U.M: Oui, c’est mon producteur lausannois qui a attiré mon attention là-dessus. Je n’y avais pas pensé parce que je ne délivre jamais de message dans mes films. Mais j’ai trouvé qu’il avait après tout raison. Si on regarde la carte de l’Europe, la Suisse paraît comme une île, isolée de manière absurde du reste du Vieux Continent, sur lequel elle projette ses obsessions. Un peu comme cette famille que je filme et qui finit par se disloquer tellement qu’elle refuse d’accepter la réalité, c’est à dire le monde tel qu’il roule.

swissinfo: Vous confiez à Isabelle Huppert un des rôles du film. C’était un défi de votre part ou une inconscience devant le «danger» que peut représenter une star pour une cinéaste débutante?

U.S: Je n’ai fait aucun calcul en envoyant le scénario à Huppert qui m’a d’ailleurs dit oui très vite. C’est plutôt elle qui aime les défis. C’est une personne curieuse qui n’hésite pas à se frotter au jeune cinéma.
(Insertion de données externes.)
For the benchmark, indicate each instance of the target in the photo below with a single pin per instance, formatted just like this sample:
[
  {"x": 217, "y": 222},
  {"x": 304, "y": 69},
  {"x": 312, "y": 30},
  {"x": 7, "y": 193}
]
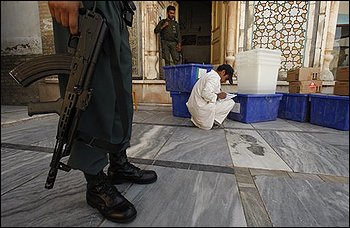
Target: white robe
[{"x": 203, "y": 104}]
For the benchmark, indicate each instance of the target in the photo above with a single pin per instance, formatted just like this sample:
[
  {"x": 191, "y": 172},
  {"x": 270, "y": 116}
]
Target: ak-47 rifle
[{"x": 79, "y": 63}]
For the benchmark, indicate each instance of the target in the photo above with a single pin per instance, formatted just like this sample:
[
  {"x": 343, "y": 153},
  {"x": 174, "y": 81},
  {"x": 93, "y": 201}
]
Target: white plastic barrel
[{"x": 257, "y": 71}]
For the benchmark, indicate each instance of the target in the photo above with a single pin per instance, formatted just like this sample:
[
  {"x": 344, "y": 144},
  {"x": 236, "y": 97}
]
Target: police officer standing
[
  {"x": 170, "y": 37},
  {"x": 104, "y": 129}
]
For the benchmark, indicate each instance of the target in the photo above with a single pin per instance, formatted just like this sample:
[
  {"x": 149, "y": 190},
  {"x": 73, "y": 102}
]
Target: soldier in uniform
[
  {"x": 104, "y": 129},
  {"x": 170, "y": 37}
]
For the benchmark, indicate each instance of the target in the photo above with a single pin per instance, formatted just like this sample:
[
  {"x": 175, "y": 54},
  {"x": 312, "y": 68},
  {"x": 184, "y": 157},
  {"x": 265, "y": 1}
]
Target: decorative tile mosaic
[{"x": 281, "y": 25}]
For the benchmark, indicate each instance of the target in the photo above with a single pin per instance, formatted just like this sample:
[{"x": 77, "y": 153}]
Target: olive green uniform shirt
[
  {"x": 109, "y": 114},
  {"x": 170, "y": 32}
]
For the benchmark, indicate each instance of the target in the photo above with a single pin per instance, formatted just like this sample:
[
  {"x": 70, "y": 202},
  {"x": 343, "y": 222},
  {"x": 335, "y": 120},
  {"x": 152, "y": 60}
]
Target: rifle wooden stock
[
  {"x": 45, "y": 107},
  {"x": 80, "y": 66},
  {"x": 40, "y": 67}
]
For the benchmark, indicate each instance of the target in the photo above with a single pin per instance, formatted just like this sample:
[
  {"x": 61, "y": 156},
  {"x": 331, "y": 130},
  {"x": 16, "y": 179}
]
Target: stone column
[
  {"x": 326, "y": 74},
  {"x": 150, "y": 22},
  {"x": 233, "y": 12}
]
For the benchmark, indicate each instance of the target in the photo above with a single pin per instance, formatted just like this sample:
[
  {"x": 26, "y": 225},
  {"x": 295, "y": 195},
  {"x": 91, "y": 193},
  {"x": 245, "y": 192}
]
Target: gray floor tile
[
  {"x": 304, "y": 203},
  {"x": 147, "y": 140},
  {"x": 139, "y": 116},
  {"x": 165, "y": 118},
  {"x": 19, "y": 167},
  {"x": 198, "y": 146},
  {"x": 13, "y": 108},
  {"x": 306, "y": 126},
  {"x": 249, "y": 149},
  {"x": 278, "y": 124},
  {"x": 39, "y": 132},
  {"x": 63, "y": 206},
  {"x": 186, "y": 198},
  {"x": 235, "y": 124},
  {"x": 305, "y": 153},
  {"x": 333, "y": 139}
]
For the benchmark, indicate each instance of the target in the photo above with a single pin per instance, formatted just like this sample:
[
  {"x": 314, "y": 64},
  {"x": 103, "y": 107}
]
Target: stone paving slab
[{"x": 198, "y": 184}]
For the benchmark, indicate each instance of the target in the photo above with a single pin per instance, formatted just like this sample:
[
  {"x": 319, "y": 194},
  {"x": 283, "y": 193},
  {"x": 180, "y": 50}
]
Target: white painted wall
[{"x": 20, "y": 28}]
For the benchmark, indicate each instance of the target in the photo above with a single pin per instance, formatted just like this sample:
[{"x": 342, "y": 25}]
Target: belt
[
  {"x": 169, "y": 40},
  {"x": 96, "y": 142}
]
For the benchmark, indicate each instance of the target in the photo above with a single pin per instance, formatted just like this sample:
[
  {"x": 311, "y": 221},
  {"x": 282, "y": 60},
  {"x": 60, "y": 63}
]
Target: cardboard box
[
  {"x": 303, "y": 74},
  {"x": 341, "y": 88},
  {"x": 342, "y": 74},
  {"x": 305, "y": 87}
]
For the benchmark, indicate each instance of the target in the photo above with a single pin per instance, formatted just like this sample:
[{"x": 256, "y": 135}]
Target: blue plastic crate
[
  {"x": 252, "y": 108},
  {"x": 179, "y": 106},
  {"x": 294, "y": 106},
  {"x": 330, "y": 111},
  {"x": 181, "y": 78}
]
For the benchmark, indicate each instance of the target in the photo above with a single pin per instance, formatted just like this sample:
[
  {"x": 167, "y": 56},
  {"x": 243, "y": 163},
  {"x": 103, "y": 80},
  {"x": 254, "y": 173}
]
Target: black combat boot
[
  {"x": 105, "y": 197},
  {"x": 121, "y": 171}
]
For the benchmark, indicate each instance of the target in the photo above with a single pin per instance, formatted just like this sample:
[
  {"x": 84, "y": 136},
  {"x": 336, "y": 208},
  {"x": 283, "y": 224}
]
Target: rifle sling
[{"x": 99, "y": 143}]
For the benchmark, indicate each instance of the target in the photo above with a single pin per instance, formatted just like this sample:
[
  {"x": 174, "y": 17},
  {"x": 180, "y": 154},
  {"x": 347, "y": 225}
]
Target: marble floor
[{"x": 276, "y": 173}]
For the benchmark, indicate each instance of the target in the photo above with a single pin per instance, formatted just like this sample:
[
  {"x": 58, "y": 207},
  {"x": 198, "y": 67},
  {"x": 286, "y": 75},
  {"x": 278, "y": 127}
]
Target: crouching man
[{"x": 206, "y": 103}]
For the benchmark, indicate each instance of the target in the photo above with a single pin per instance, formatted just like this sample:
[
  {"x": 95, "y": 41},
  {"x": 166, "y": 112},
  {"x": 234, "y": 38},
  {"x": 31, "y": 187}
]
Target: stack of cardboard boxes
[
  {"x": 341, "y": 86},
  {"x": 304, "y": 80}
]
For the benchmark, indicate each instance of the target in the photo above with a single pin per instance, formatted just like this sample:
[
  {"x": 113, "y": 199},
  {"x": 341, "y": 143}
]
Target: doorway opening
[{"x": 195, "y": 27}]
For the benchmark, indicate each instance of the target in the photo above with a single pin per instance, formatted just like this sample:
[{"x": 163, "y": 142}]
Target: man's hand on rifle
[{"x": 66, "y": 13}]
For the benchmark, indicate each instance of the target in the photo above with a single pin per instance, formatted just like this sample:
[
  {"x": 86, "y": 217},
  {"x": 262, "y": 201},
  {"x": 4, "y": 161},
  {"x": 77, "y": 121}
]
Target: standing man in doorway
[{"x": 170, "y": 37}]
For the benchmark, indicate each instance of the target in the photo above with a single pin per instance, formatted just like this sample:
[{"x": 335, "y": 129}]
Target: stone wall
[{"x": 11, "y": 92}]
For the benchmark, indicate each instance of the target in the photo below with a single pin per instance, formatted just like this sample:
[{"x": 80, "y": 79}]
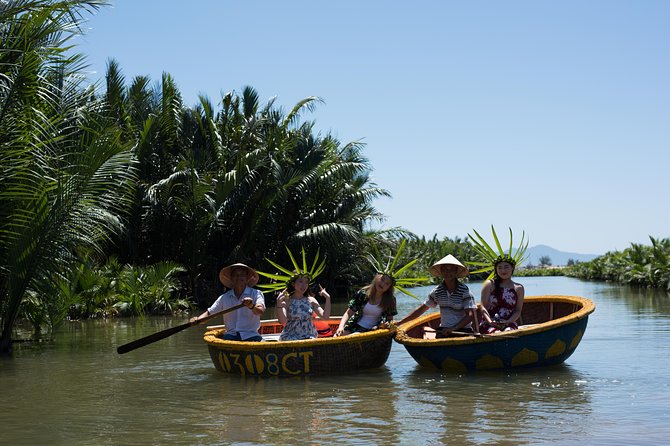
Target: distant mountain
[{"x": 558, "y": 258}]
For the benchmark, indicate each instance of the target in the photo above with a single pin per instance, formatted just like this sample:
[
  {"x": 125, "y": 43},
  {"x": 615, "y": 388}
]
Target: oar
[{"x": 125, "y": 348}]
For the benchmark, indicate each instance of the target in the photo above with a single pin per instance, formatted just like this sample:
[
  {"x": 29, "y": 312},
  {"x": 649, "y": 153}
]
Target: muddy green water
[{"x": 613, "y": 390}]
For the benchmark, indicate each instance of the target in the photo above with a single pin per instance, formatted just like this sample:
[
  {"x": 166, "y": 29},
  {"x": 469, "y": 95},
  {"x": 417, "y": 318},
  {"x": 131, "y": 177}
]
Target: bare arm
[
  {"x": 345, "y": 318},
  {"x": 486, "y": 293},
  {"x": 418, "y": 311},
  {"x": 519, "y": 304},
  {"x": 325, "y": 312},
  {"x": 282, "y": 304},
  {"x": 197, "y": 318}
]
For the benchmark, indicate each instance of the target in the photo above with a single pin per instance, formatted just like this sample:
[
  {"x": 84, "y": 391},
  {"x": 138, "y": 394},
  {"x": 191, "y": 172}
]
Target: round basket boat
[
  {"x": 550, "y": 330},
  {"x": 320, "y": 356}
]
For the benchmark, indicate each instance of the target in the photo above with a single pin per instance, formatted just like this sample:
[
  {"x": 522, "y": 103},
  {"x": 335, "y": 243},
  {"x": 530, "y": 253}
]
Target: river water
[{"x": 613, "y": 390}]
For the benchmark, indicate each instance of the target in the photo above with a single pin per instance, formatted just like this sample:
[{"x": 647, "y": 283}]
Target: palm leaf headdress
[
  {"x": 286, "y": 275},
  {"x": 494, "y": 256},
  {"x": 387, "y": 269}
]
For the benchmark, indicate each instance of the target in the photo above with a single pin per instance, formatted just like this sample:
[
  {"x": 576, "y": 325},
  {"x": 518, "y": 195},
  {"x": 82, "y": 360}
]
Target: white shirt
[{"x": 243, "y": 320}]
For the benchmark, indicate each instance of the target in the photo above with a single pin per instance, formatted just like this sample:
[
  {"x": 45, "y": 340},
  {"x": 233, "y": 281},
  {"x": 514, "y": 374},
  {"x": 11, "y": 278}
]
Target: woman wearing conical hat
[
  {"x": 456, "y": 302},
  {"x": 242, "y": 324}
]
swissinfo: Cannes, c’est également un marché du film très important. Y avez-vous fait de bonnes affaires?

U.S: Oui, absolument. «Home» a été vendu à de très nombreux pays, et j’en suis très heureuse. Même les Anglais nous l’ont acheté, alors qu’ils ne sont absolument pas preneurs quand il s’agit de cinéma francophone, ce n’est pas leur truc. Cedi dit, le film sort en Suisse en octobre prochain.

Interview swissinfo, Ghania Adamo

Film de Ursula Meier (France, Suisse, Belgique, 2008).

Avec notamment Isabelle Huppert et Olivier Gourmet.

Née à Besançon en 1971, de père suisse et de mère française.

Elle fait ses études scolaires à Ferney-Voltaire, puis entre à l’Institut des Arts de Diffusion (IAD) en Belgique.

Après plusieurs courts métrages et documentaires, son premier long métrage, «Des Epaules solides», est un téléfilm diffusé sur Arte.

Dans son style singulier, on peut voir plusieurs influences cinématographiques dont celles de Ken Loach et des frères Dardenne.

Le film français «Entre les murs» a remporté la Palme d’or du 61e Festival de Cannes, à l’unanimité du jury, présidé par Sean Penn. Ce long métrage de Laurent Cantet explore le quotidien d’un collège parisien.

Présidé par l’acteur et cinéaste américain Sean Penn, le jury a attribué neuf récompenses.

Il a salué l’actrice française Catherine Deneuve et l’acteur et metteur en scène américain Clint Eastwood en leur décernant chacun un «Prix spécial du 61e festival de Cannes» pour l’ensemble de leur travail.

Le Grand prix honore le cinéaste italien Matteo Garronne pour «Gomorra».

Le Prix du jury a été décerné à «Il Divo», long métrage de l’Italien Paolo Sorrentino. Ce film présente le portrait grinçant de Giulio Andreotti.

L’acteur américain d’origine portoricaine Benicio Del Toro a reçu le prix d’interprétation masculine. Il incarne Ernesto Guevara dans «Che» de Steven Soderbergh.

Le prix d’interprétation féminine est allé à l’actrice brésilienne Sandra Corveloni.

Enfin, les frères Jean-Pierre et Luc Dardenne ont gagné le Prix du scénario pour «Le silence de Lorna».

Le film «Hunger» du Britannique Steve McQueen a obtenu la Caméra d’or du Festival de Cannes, prix de la meilleure première œuvre.